You’re asking questions and getting to the heart of the matter because then you get to drop the suffering of the Story and have clean energy between yourself and another human being. There’s richness in that. There’s richness in working through the sting, and forgiving yourself for being human. The richness is–and I can say this without hesitation–worth the risk. If you’re going to live this life, live rich!
Now that that’s out of the way, let’s address the “they respond by pulling out a can of whoop-ass” response:
When you align with an unwavering commitment to have a respectful conversation with someone, you align with love. When you align with love, you’re setting yourself up to make true, revolutionary changes, regardless of words spoken.

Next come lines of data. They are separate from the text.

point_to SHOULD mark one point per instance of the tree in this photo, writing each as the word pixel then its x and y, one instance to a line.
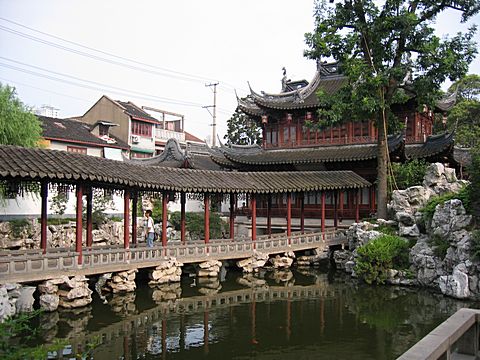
pixel 389 54
pixel 465 115
pixel 242 131
pixel 17 125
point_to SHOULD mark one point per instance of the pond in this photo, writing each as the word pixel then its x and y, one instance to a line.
pixel 299 314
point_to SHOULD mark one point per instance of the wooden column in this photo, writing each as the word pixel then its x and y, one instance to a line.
pixel 302 212
pixel 357 206
pixel 323 211
pixel 183 200
pixel 232 216
pixel 78 223
pixel 126 219
pixel 254 217
pixel 269 214
pixel 206 202
pixel 43 219
pixel 89 217
pixel 164 218
pixel 335 209
pixel 134 217
pixel 289 215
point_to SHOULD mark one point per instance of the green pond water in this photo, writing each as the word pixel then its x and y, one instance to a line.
pixel 290 315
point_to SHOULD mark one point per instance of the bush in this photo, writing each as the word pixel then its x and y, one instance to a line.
pixel 409 174
pixel 379 255
pixel 429 209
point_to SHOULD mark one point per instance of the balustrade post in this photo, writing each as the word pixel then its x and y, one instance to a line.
pixel 43 220
pixel 78 223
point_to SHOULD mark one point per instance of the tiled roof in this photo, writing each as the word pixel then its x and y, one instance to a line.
pixel 136 112
pixel 254 155
pixel 73 131
pixel 435 145
pixel 17 163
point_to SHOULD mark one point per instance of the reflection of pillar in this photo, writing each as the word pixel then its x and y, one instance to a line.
pixel 302 212
pixel 134 217
pixel 232 216
pixel 89 216
pixel 183 200
pixel 289 317
pixel 322 315
pixel 164 218
pixel 205 331
pixel 335 209
pixel 254 217
pixel 126 219
pixel 323 213
pixel 43 219
pixel 164 338
pixel 207 217
pixel 78 223
pixel 269 214
pixel 289 215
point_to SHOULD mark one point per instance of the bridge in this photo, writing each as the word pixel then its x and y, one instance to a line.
pixel 34 265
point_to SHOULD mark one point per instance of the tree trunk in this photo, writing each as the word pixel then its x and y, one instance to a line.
pixel 382 169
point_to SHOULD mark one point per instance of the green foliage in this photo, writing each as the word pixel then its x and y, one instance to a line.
pixel 475 245
pixel 17 125
pixel 379 255
pixel 20 226
pixel 409 174
pixel 195 224
pixel 15 335
pixel 429 209
pixel 242 130
pixel 440 245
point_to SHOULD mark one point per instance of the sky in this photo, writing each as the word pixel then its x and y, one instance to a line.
pixel 162 54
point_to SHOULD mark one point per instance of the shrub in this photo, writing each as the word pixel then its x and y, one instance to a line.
pixel 379 255
pixel 409 174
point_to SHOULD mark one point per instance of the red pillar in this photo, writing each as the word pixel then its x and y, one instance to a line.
pixel 134 217
pixel 89 217
pixel 126 219
pixel 323 211
pixel 78 223
pixel 232 216
pixel 357 206
pixel 254 217
pixel 164 218
pixel 183 200
pixel 289 215
pixel 269 214
pixel 335 209
pixel 43 219
pixel 207 217
pixel 302 213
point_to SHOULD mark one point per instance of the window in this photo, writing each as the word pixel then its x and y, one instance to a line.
pixel 102 130
pixel 77 149
pixel 141 128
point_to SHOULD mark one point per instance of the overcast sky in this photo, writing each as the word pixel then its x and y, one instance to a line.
pixel 165 52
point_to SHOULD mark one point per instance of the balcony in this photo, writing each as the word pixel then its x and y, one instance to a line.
pixel 163 135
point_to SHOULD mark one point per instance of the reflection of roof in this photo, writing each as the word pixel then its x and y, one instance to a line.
pixel 73 131
pixel 136 112
pixel 435 145
pixel 254 155
pixel 33 164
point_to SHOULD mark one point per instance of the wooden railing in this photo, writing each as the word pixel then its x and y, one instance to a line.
pixel 32 264
pixel 458 337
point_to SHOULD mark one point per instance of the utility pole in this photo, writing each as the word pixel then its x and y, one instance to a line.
pixel 214 114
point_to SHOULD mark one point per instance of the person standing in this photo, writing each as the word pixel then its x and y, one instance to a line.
pixel 149 228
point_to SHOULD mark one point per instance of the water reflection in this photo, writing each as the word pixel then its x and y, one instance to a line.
pixel 270 315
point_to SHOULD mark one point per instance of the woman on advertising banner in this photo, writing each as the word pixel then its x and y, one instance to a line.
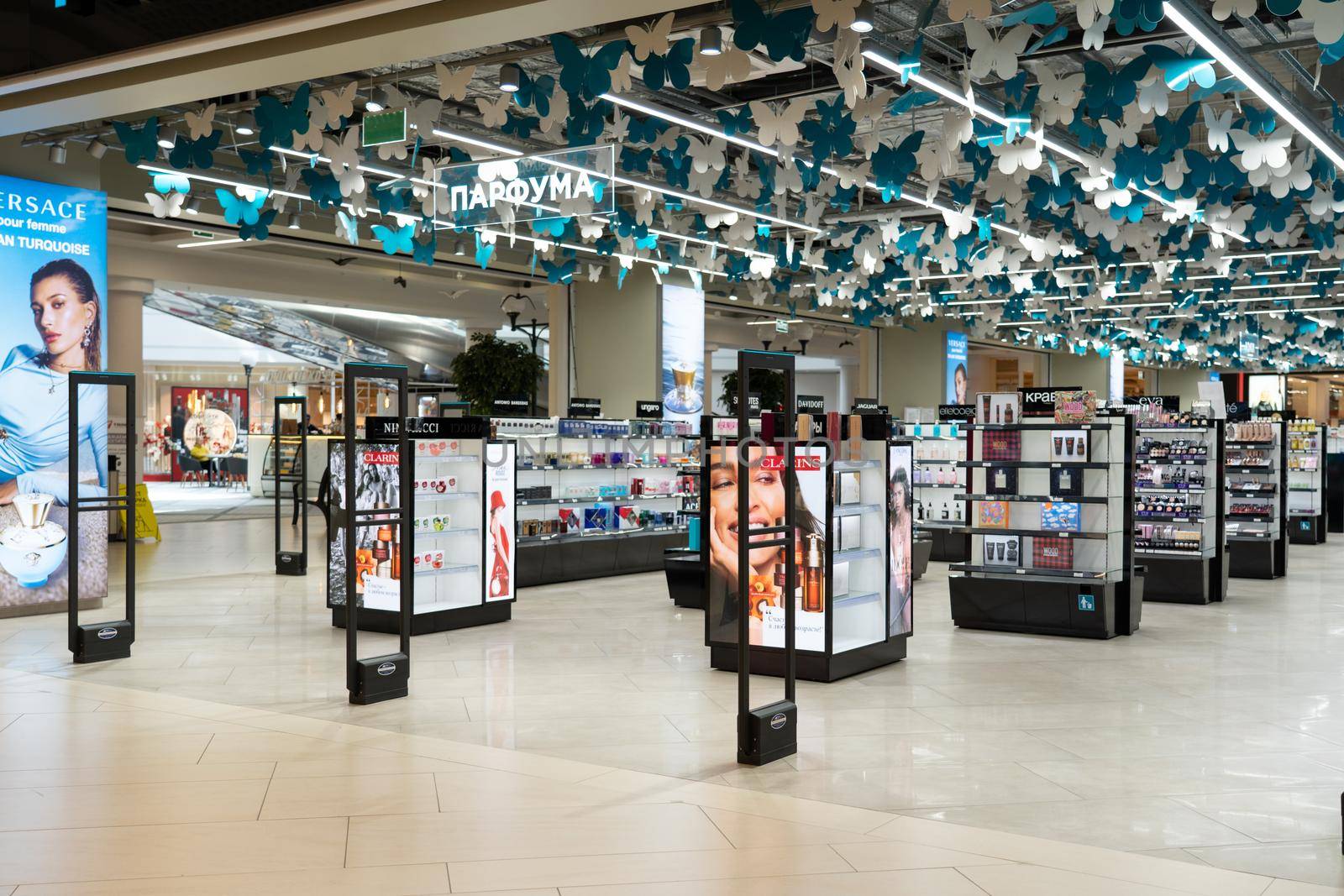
pixel 34 423
pixel 768 508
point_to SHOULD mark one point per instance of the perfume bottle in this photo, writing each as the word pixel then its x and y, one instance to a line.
pixel 813 587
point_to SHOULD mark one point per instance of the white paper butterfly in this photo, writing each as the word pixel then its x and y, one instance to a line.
pixel 992 54
pixel 454 82
pixel 730 66
pixel 165 204
pixel 777 123
pixel 649 39
pixel 338 105
pixel 1218 128
pixel 495 114
pixel 347 228
pixel 201 123
pixel 1269 152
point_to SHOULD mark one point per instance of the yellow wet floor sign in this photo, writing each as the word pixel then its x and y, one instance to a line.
pixel 147 524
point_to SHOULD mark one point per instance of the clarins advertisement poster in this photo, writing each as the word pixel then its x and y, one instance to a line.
pixel 53 322
pixel 900 533
pixel 501 512
pixel 766 582
pixel 683 355
pixel 378 558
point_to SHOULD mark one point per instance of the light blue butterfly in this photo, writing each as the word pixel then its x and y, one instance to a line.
pixel 239 210
pixel 396 241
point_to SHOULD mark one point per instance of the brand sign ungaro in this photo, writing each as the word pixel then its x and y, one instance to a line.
pixel 546 186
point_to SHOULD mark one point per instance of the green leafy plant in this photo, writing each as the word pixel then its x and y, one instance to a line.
pixel 768 383
pixel 494 369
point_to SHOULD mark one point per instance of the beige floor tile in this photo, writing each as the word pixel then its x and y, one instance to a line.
pixel 643 868
pixel 268 746
pixel 143 804
pixel 170 851
pixel 530 833
pixel 941 882
pixel 407 880
pixel 1032 880
pixel 349 795
pixel 897 856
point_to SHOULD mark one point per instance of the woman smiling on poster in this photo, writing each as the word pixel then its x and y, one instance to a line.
pixel 34 387
pixel 766 506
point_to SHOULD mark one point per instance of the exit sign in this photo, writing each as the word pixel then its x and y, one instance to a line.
pixel 385 128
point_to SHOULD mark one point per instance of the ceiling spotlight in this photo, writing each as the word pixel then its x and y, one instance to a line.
pixel 711 40
pixel 864 18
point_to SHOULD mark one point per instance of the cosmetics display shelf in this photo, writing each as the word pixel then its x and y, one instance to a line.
pixel 1179 528
pixel 1260 551
pixel 588 486
pixel 938 511
pixel 454 466
pixel 1307 481
pixel 851 611
pixel 1052 526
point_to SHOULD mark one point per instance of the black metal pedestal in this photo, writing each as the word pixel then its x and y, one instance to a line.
pixel 1074 609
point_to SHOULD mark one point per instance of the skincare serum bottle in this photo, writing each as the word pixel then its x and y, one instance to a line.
pixel 813 586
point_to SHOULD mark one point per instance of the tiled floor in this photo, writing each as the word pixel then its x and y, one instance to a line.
pixel 1214 736
pixel 112 792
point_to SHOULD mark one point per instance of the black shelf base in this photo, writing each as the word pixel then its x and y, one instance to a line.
pixel 1179 580
pixel 1072 609
pixel 813 667
pixel 389 622
pixel 1307 530
pixel 1257 559
pixel 949 547
pixel 575 559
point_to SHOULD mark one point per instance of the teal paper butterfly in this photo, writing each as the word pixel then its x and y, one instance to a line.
pixel 1179 69
pixel 195 154
pixel 241 211
pixel 586 76
pixel 140 145
pixel 672 67
pixel 260 164
pixel 396 241
pixel 785 35
pixel 260 228
pixel 279 121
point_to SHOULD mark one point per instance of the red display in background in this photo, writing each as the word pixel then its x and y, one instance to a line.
pixel 222 398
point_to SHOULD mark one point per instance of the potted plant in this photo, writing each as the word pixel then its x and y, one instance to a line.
pixel 494 369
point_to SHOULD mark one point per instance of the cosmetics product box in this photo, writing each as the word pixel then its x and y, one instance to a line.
pixel 1003 550
pixel 1001 479
pixel 1061 516
pixel 840 579
pixel 992 515
pixel 850 531
pixel 1066 483
pixel 847 488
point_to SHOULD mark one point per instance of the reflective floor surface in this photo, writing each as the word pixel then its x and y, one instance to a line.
pixel 1214 736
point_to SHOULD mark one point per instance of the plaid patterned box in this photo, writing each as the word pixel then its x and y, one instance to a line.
pixel 1001 445
pixel 1052 553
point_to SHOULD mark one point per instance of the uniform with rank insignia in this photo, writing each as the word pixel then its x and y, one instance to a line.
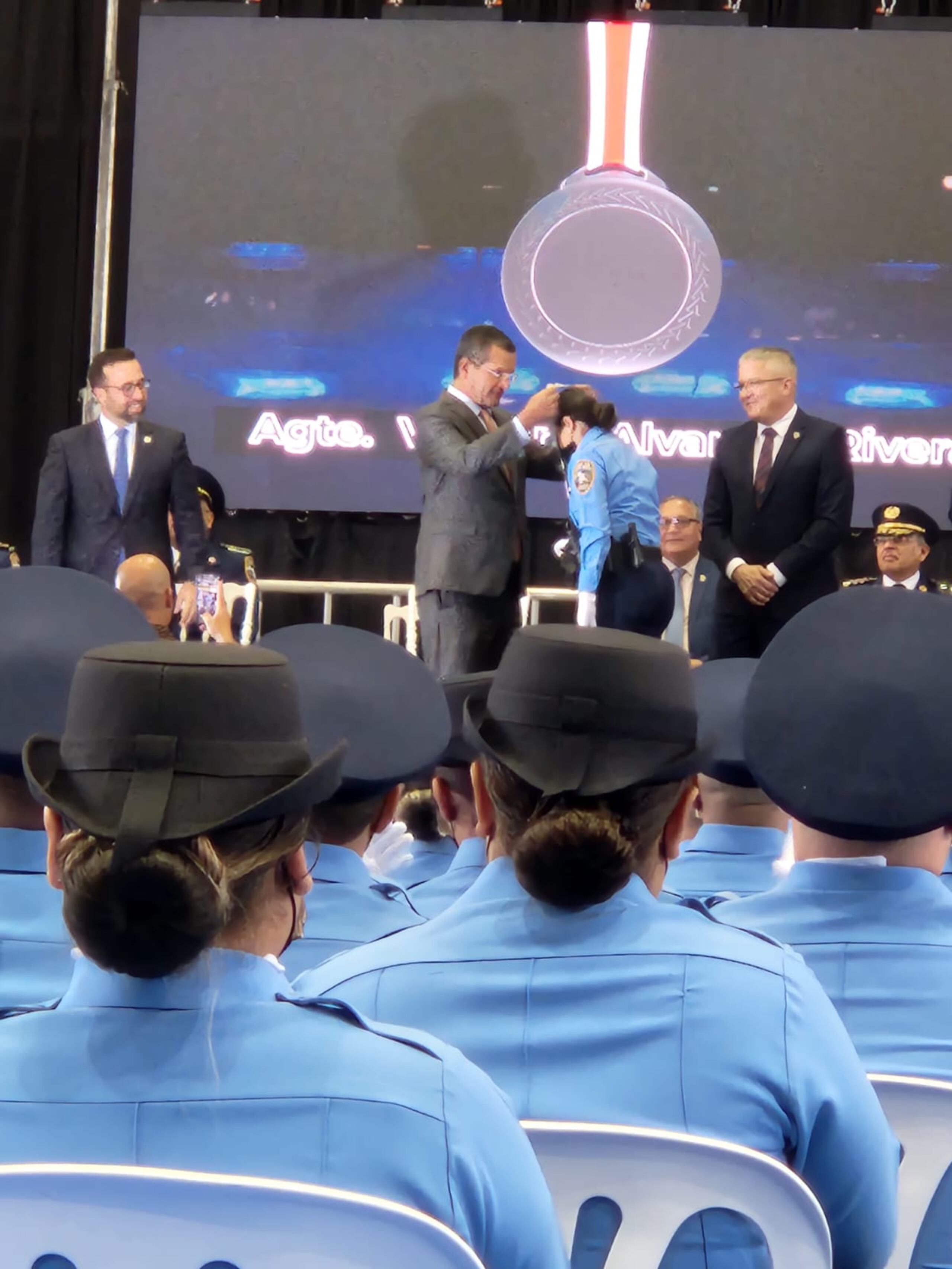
pixel 904 537
pixel 171 1050
pixel 614 508
pixel 853 745
pixel 583 998
pixel 395 718
pixel 234 565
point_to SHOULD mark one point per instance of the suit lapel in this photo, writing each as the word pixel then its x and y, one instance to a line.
pixel 99 463
pixel 790 443
pixel 144 450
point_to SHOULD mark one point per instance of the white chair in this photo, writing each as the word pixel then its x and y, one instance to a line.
pixel 659 1179
pixel 921 1116
pixel 107 1217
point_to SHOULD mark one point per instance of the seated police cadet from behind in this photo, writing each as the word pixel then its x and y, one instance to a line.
pixel 454 795
pixel 562 975
pixel 395 719
pixel 742 835
pixel 49 618
pixel 178 799
pixel 855 747
pixel 614 508
pixel 904 537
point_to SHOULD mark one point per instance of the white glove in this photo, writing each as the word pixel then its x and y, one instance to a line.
pixel 586 608
pixel 389 850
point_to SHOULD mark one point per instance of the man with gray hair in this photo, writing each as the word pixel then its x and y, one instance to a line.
pixel 695 578
pixel 779 503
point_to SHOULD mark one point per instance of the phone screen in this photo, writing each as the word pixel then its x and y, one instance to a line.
pixel 208 593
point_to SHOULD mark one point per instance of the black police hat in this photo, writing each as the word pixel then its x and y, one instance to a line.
pixel 49 618
pixel 383 700
pixel 721 689
pixel 900 519
pixel 165 741
pixel 457 688
pixel 211 490
pixel 588 711
pixel 847 689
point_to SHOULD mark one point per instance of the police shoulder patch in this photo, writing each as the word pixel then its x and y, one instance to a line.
pixel 584 475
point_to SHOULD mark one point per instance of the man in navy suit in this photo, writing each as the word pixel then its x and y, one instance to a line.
pixel 780 498
pixel 695 578
pixel 106 489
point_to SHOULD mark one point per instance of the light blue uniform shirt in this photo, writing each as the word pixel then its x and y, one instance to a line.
pixel 727 858
pixel 209 1070
pixel 428 860
pixel 433 898
pixel 35 944
pixel 880 942
pixel 645 1013
pixel 611 486
pixel 347 908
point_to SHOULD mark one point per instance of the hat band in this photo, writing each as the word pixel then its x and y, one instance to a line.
pixel 229 758
pixel 588 715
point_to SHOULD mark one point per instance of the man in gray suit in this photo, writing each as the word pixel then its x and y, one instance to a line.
pixel 695 577
pixel 474 460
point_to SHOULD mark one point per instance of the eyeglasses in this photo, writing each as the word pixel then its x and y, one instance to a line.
pixel 129 389
pixel 758 384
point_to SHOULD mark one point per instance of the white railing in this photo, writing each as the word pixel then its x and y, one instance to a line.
pixel 400 613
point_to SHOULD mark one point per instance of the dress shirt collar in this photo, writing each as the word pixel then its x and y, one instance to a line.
pixel 472 853
pixel 733 839
pixel 467 402
pixel 690 568
pixel 218 977
pixel 911 583
pixel 781 427
pixel 23 851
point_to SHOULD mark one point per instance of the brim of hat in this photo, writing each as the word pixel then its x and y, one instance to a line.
pixel 558 762
pixel 94 801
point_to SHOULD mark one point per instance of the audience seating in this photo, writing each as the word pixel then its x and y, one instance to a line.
pixel 921 1115
pixel 659 1179
pixel 73 1216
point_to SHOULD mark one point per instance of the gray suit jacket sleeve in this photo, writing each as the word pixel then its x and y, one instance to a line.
pixel 441 445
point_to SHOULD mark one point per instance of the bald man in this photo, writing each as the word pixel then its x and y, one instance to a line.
pixel 780 498
pixel 145 582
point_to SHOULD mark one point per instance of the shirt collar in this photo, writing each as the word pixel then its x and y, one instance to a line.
pixel 461 396
pixel 911 583
pixel 23 851
pixel 218 977
pixel 472 853
pixel 781 427
pixel 733 839
pixel 690 568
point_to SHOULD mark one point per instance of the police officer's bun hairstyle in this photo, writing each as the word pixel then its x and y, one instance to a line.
pixel 580 405
pixel 572 851
pixel 155 914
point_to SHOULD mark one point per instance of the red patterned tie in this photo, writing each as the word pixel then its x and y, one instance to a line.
pixel 765 464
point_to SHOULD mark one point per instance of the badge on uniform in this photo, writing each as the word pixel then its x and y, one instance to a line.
pixel 584 475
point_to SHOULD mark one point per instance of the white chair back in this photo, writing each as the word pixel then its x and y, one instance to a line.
pixel 921 1116
pixel 659 1179
pixel 104 1217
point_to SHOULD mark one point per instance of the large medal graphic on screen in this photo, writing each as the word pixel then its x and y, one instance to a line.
pixel 612 273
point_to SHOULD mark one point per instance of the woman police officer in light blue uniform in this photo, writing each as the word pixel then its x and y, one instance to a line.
pixel 584 998
pixel 188 781
pixel 612 490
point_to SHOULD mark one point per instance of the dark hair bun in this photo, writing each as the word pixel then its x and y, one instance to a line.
pixel 574 858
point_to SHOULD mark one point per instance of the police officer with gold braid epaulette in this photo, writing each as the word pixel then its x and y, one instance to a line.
pixel 904 537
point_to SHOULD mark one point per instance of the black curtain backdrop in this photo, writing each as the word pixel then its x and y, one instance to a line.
pixel 51 55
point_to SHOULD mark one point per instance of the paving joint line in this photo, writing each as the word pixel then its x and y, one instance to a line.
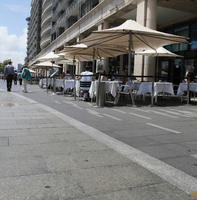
pixel 169 173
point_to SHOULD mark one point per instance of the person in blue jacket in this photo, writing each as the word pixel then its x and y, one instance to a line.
pixel 26 75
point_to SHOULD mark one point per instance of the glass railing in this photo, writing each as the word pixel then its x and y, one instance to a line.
pixel 46 19
pixel 46 8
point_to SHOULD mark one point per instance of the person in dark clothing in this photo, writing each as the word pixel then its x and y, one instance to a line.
pixel 190 75
pixel 9 74
pixel 20 77
pixel 15 77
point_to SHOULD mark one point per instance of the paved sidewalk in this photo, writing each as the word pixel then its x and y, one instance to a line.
pixel 44 158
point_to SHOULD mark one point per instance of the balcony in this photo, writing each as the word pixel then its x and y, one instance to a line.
pixel 44 2
pixel 44 42
pixel 45 30
pixel 47 8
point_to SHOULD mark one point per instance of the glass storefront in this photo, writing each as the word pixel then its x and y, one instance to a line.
pixel 174 69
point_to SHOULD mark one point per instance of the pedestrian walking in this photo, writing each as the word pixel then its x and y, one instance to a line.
pixel 15 77
pixel 20 77
pixel 9 74
pixel 26 75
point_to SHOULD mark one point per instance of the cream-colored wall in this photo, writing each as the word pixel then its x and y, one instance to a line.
pixel 146 16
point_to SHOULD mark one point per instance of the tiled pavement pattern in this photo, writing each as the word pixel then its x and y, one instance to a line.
pixel 44 158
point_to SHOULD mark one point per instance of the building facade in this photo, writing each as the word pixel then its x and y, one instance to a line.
pixel 34 28
pixel 69 21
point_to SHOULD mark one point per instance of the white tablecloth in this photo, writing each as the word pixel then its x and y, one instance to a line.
pixel 69 84
pixel 183 88
pixel 110 87
pixel 163 87
pixel 135 85
pixel 159 87
pixel 59 83
pixel 145 87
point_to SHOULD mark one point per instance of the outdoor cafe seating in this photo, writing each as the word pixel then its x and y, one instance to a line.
pixel 116 90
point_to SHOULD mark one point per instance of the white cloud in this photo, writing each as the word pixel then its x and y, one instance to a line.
pixel 12 47
pixel 17 8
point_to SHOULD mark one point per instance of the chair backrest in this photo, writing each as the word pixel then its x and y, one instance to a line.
pixel 85 84
pixel 125 89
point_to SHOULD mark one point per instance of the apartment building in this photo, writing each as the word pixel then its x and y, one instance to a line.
pixel 69 21
pixel 34 28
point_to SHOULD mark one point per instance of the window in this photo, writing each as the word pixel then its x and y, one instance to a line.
pixel 194 36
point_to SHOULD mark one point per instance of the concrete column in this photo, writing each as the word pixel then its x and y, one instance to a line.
pixel 65 67
pixel 146 16
pixel 121 64
pixel 106 60
pixel 80 65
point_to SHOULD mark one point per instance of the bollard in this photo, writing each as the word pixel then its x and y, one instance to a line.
pixel 101 96
pixel 152 96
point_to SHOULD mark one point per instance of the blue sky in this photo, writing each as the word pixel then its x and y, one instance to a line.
pixel 13 29
pixel 13 14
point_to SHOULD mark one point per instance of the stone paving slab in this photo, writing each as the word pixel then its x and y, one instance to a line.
pixel 55 161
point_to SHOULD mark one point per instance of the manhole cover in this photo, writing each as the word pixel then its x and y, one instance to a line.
pixel 8 105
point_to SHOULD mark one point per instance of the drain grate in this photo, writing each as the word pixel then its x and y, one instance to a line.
pixel 8 105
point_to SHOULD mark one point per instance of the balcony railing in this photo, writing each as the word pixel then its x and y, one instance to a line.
pixel 47 8
pixel 46 19
pixel 45 30
pixel 44 2
pixel 45 41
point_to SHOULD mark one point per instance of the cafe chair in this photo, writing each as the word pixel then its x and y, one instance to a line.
pixel 124 90
pixel 84 89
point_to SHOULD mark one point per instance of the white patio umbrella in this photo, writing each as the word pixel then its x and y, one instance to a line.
pixel 50 57
pixel 159 52
pixel 32 71
pixel 46 65
pixel 132 36
pixel 82 52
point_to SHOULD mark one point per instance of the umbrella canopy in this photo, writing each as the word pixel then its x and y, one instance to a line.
pixel 130 32
pixel 132 36
pixel 82 52
pixel 50 56
pixel 46 65
pixel 158 52
pixel 32 71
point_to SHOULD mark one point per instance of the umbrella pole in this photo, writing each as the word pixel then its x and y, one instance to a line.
pixel 74 80
pixel 46 80
pixel 156 67
pixel 130 53
pixel 142 79
pixel 93 63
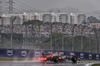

Here’s what you do. You interrupt them before it can get uglier, to say this: “Whoa” [insert holding up your hands; visual cues are helpful reinforcement when someone’s going ape-shit on you] “I do want to talk about this with you, and I want to own my part. Right now, this conversation isn’t feeling respectful. Can we shift this so that it is a respectful conversation?”
Get behind the choice to have respectful communication–no matter what.
If they immediately say yes to speaking respectfully, then everyone takes a second to breathe (note the importance of breathing) and then you try again.
If they immediately say no, or launch straight into how you “asked for it” or “shouldn’t have asked if you didn’t want the truth” or are trying to control “the way they express themselves” and force them to use communication that sounds like a “script” (can you tell that I’m relating this from, I dunno…personal experience?) then you say:
“Okay, I want to work this out, but it sounds like now is not the best time, so let me know when we can have a respectful conversation.”You tell them this while swallowing big gulps of air to keep calm and not sink to the level of disrespect (or, um, outright shaking).
Now, for some challenging possibilities:
Challenging Possibility #1: With some people in your life, especially people who have not done much work with effective communication, or people who are wounded around “being right,” you might be told to go fuck yourself.
Challenging Possibility #2: Someone who is annoyed at being called out on their own pattern or who is resisting acting with integrity might tell you that you are “too sensitive” or that “everything doesn’t need to be analyzed.”
I can say this with good authority, because not only have I been on the receiving end of these responses–I’ve also been the one who was furious that someone dared to insist on respectful communication.
Huge admission: I have told people I loved to go fuck themselves if they refused to allow me to express my anger by taking it out on them. I can only stand before you today and admit that so nakedly because I’ve forgiven myself for it.
I’ve been on both sides of the equation. Disrespectful communication just does not work.
It’s worth saying that perhaps neither of those possibilities will come up for you (fear that they will is another Story!). Your experience might be one of utter power–especially if you’re rooted in your commitment to only engage in respectful communication.
Nonetheless, it’s important to commit to this: If the disrespect keeps coming back into the conversation, you walk. Respect is non-negotiable. You stamp “TBD” on that conversation until it’s respectful.
And, of course–you let it go.
You say your piece. You do what you can. You communicate respectfully.
Then you let it go. If the conversation is unfinished, let it go–it’ll get finished when the time is right. If they said mean things–let it go. People’s interpretations of our behavior are really reflections of their own. If all went well–let it go. Stop apologizing. I once cleaned up an issue with someone where it was clear-cut that I was in the wrong. I apologized three different times, hoping that she’d forgive me and stop holding me at a distance. Nope, she never has.
Let it go.
It all happened how it happened. They said what they said. You apologized and did the best you could.